Vola il turismo in Valnerina

Ottimi i dati relativi alle presenze e agli arrivi nel periodo compreso tra luglio e settembre, di molto superiori rispetto a quelli registrati nel 2024.

Vola il turismo in Valnerina. A confermarlo non sono soltanto i tanti visitatori che, in queste settimane, hanno animato i centri storici ma anche i dati registrati dalla Regione relativi al periodo compreso tra luglio e settembre. Una “lunga estate” durante cui, di fatto, il territorio è riuscito ad ottenere dati superiori a quelli raccolti nel 2024. Le strutture alberghiere ed extra alberghiere, nei 3 mesi presi in considerazione, hanno infatti registrato 12.680 mila presenze in più (155.640 totali) rispetto a quelle conteggiate lo scorso anno (142.960), con un aumento netto dell’8,9%. Una variazione percentuale, questa, superiore a quella ottenuta da Perugia (4,3), dalla zona della Tuderte (2,1), da Spoleto (5,5), da Gubbio (7,4), da Foligno (4,5) ed inferiore soltanto ad Assisi (9,1), al Trasimeno (16,9) e all’Alte Valle del Tevere (14.8).

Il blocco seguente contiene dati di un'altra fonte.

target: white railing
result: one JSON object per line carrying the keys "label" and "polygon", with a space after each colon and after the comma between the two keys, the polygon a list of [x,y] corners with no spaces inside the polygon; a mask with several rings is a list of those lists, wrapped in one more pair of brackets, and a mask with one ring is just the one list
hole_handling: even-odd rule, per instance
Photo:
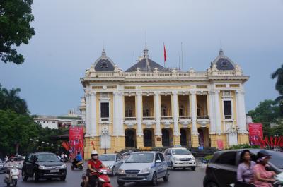
{"label": "white railing", "polygon": [[172,71],[140,71],[140,72],[91,72],[90,77],[125,77],[125,78],[206,78],[208,76],[235,76],[236,71],[218,71],[214,73],[207,71],[198,72],[172,72]]}

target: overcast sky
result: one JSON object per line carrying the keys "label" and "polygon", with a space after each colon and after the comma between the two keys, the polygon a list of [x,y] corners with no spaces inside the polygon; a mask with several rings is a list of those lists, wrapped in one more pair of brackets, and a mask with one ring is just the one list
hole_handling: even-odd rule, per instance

Bene anche gli arrivi complessivi, che da 58.757 sono saliti a 65.012 (+10,7%). Scendendo nel dettaglio, negli esercizi alberghieri ci sono stati 31.844 arrivi e 68.574 presenze di italiani (nel 2024 erano 29.636 e 62.929). Le strutture extra alberghiere, dal canto loro, hanno rilevato 20.592 arrivi e 53.159 presenze (nel 2024 19.783 e 53.172). Buone anche le statistiche riguardanti i flussi degli stranieri: le presenze negli hotel, ad esempio, sono passate da 9.254 a 14.397 (55,6%). Incremento anche per gli arrivi: da 5.380 a 8.291 (55,6%). Segno evidente di come la Valnerina, anche da questo punto di vista, si sia ormai ripresa e messa alle spalle la maggior parte delle difficoltà causate dal sisma del 2016. Alcune criticità restano tuttavia Norcia e le altre città possono davvero guardare al futuro con fiducia ed ottimismo.